You already know that your junk isn’t sellable at a garage sale, otherwise you wouldn’t even be considering the garbage bin. If the item is something that you’d be embarrassed to slap a price tag on at a yard sale, then why not just give it away for free instead of adding to the growing problem of dump sites filling up?

Here are some of the things that we’ve personally given away, for free, through and

  • Couch: with a broken frame, small tears in the cushions, and worn places
  • Used peanut oil: from our turkey fryer, seven gallons worth
  • Packing peanuts: that arrive with items we order online
  • Window blinds: with a few bent slats, and in need of a good cleaning
  • Computer printer: stopped printing
  • Digital camera: held together by a rubber band
  • Hoover Floormate: no longer squirted water out
  • End table or nightstand: broken door hinge
  • Loveseat: the arms were worn but otherwise in solid condition
  • Two shelf units: not nice enough to be used indoors, but good enough for a garage or storage area
  • Vinyl flooring: 15 feet by 4 feet, never used, a remnant that sat in the garage for several years

The couch could still be used in a teenager’s fort, or in a garage. It was usable. You couldn’t see the broken frame, but one side sat much lower than the other for it.

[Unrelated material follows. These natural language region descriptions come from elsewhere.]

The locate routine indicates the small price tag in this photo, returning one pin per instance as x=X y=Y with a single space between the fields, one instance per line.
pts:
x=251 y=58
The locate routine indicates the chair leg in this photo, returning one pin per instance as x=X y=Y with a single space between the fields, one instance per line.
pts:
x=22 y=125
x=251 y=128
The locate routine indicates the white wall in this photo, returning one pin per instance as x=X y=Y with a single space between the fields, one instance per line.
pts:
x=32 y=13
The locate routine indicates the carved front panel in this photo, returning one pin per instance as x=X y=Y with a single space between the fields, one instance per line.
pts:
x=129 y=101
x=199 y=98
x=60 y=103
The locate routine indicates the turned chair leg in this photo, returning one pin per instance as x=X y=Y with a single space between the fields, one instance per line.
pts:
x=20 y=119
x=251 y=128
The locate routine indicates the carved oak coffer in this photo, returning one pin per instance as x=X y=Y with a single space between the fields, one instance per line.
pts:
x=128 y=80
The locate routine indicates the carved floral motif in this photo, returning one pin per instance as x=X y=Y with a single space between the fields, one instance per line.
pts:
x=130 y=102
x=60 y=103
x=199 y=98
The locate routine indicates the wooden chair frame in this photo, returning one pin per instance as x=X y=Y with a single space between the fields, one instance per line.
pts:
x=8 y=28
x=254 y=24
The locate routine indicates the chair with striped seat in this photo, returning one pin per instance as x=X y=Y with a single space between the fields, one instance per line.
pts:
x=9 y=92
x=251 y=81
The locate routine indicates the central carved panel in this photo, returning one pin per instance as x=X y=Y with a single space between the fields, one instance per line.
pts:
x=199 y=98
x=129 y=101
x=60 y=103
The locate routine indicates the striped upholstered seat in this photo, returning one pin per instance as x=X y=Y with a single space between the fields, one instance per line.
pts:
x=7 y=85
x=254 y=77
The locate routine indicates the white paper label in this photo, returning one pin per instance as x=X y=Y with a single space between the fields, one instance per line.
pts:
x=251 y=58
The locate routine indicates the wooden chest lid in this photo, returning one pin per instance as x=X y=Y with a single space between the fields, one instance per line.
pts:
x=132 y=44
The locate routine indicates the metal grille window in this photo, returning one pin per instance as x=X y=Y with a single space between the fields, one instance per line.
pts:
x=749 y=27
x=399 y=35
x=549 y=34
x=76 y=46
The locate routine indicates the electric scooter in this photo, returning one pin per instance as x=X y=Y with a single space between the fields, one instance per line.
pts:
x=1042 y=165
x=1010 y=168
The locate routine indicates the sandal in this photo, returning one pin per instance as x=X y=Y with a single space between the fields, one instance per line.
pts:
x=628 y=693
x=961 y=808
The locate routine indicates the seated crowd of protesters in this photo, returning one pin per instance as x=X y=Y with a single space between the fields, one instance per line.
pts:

I can’t remember what the man wanted the peanut oil for, but I think it was related to alternative fuel for his car.

Packing peanuts can be reused by small businesses who might be struggling in a rough economy, if you’ve kept them clean, free of debris and insects, and stored indoors in a box until giving them away. I always wait until I have at least a big box full or two.

The broken printer could still be used as a scanner, or for parts at a repair shop, and it included the ink cartridges, installation CD, original user manual, and original box, although not the USB cable.

The camera had been functional when we last used it, but we hadn’t used it in awhile so we didn’t know if it still worked. We gave it away with no accessories or cables, and somebody did indeed want it.

Although the Hoover Floormate had stopped squirting out water, it still sucked up liquid. I think I posted in the ad that you could make due with a hand-held squirt bottle to distribute cleaning solution or water, and then use the Floormate to spread it around and suck it up. A lady from an animal rescue group was grateful to have it.

Every one of these items found a new home. When the new owner was ready to come and pick them up, we put them out on the front porch or in the driveway. They pulled up, took the item, and left. We did not open the front door or meet with them in person, though we did watch them out the window.

They waved — we waved. They smiled — we smiled. Everybody was happy. It was a win-win.

You do need to be careful where outdoors you put the freebie, and make sure to be explicit so that they don’t inadvertently take other things like your flower planters.

If you aren’t comfortable giving out your home address and the item is small enough, you can meet with people in the parking lots of many police stations. Several of our local police stations have set up safe zones for this very purpose. Our local cop shop marked the parking slots so that we’d know which ones to use, just the same as one would for handicapped parking spots. We love our men in blue!